Charade concludes with a chase scene that begins in the metro and ends in the darkened theater of La Comédie Française.
Audrey Hepburn won an academy award for her role in Sabrina. The film also marked the start of her partnership with the French fashion designer Hubert de Givenchy, whose outfits turned Hepburn into a fashion icon. It was in Paris, during the making of Sabrina, that the two met for the first time. Givenchy hadn’t heard of Audrey and thought that he was going to be working with Katherine Hepburn; he snubbed her at first, saying that he wasn’t sure he would be able to give her much of his time, but his disappointment didn’t last for long.
In Sabrina, Hepburn plays the daughter of a chauffeur who works for a wealthy American family. She is in love with the playboy of the family, David Larrabee (William Holden), but she doesn’t catch his eye until she returns after spending two years in culinary school in Paris, looking all grown up and sophisticated. And once she’s back, she starts to fall in love with someone else.
In Paris, Sabrina attends Le Cordon Bleu, one of the most famous culinary schools in the world.

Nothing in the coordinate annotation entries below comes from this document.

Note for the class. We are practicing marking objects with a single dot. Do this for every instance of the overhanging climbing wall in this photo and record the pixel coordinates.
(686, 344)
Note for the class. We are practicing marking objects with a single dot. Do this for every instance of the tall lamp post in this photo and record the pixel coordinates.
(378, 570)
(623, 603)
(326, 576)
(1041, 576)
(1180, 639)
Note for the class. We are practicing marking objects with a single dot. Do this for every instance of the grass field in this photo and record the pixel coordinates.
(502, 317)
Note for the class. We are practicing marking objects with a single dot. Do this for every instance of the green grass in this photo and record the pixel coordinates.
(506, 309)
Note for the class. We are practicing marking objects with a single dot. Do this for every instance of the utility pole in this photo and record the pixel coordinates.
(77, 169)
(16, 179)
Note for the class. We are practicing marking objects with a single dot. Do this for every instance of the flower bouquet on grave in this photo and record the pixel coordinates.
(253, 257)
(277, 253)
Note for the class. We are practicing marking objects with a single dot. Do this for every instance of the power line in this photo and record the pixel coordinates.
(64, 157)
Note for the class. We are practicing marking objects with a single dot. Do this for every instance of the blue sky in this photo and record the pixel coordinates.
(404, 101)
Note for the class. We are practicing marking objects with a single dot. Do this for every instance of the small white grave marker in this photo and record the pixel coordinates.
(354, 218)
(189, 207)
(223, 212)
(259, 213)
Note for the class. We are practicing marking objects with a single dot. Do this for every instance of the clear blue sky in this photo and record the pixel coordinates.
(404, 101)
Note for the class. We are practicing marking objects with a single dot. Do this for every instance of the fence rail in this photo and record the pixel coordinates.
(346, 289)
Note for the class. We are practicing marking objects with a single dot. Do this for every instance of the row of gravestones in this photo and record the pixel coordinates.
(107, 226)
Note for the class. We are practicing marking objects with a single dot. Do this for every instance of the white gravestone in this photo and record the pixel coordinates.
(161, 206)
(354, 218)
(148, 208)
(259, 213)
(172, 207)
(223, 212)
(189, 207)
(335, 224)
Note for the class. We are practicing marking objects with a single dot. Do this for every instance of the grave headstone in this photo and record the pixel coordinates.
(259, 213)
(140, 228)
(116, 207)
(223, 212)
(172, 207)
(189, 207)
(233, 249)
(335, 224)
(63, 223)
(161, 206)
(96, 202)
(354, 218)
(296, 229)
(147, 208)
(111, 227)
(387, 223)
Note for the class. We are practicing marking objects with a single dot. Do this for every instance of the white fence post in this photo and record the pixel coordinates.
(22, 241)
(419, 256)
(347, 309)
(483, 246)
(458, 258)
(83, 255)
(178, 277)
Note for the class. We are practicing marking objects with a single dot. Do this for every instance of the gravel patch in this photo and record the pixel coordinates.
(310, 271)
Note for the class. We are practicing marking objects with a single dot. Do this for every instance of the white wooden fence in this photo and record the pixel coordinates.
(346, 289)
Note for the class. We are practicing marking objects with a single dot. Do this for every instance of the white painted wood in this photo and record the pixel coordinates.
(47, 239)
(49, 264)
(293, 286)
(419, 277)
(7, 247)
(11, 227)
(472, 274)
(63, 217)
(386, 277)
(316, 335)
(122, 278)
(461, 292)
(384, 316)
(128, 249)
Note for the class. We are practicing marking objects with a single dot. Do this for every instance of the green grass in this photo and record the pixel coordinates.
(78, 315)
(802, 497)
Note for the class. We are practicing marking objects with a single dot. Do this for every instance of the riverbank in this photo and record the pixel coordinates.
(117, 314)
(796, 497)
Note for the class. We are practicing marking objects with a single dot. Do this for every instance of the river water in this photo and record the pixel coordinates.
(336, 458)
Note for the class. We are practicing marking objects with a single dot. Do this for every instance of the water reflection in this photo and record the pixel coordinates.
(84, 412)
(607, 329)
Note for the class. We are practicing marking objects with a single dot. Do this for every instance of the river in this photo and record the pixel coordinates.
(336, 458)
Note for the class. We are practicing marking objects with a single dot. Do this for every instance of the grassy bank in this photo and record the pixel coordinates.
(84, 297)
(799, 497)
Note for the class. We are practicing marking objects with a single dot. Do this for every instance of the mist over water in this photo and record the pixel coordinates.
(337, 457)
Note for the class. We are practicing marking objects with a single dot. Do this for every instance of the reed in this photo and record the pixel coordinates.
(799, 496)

Paris When it Sizzles was greeted with mediocre reviews when it came out in 1964 (some people chalk it up to the bad chemistry between Hepburn and William Holden, a former flame and apparently a bit of an alcoholic). Holden plays a Hollywood screenwriter who has been so busy drinking and partying in Paris that he has yet to start writing a script due in two days’ time. Hepburn plays his assistant, Gaby, and together they dream up a wild and crazy Parisian adventure.
One of the scenes in the film-within-a-film takes place at the Chalet de la Grande Cascade, a ritzy outdoor restaurant in the Bois de Boulogne.
The characters leave the Chalet and dash into a grotto in the Bois de Boulogne (there actually is a grotto in the Bois, but it’s not the one we see in the film).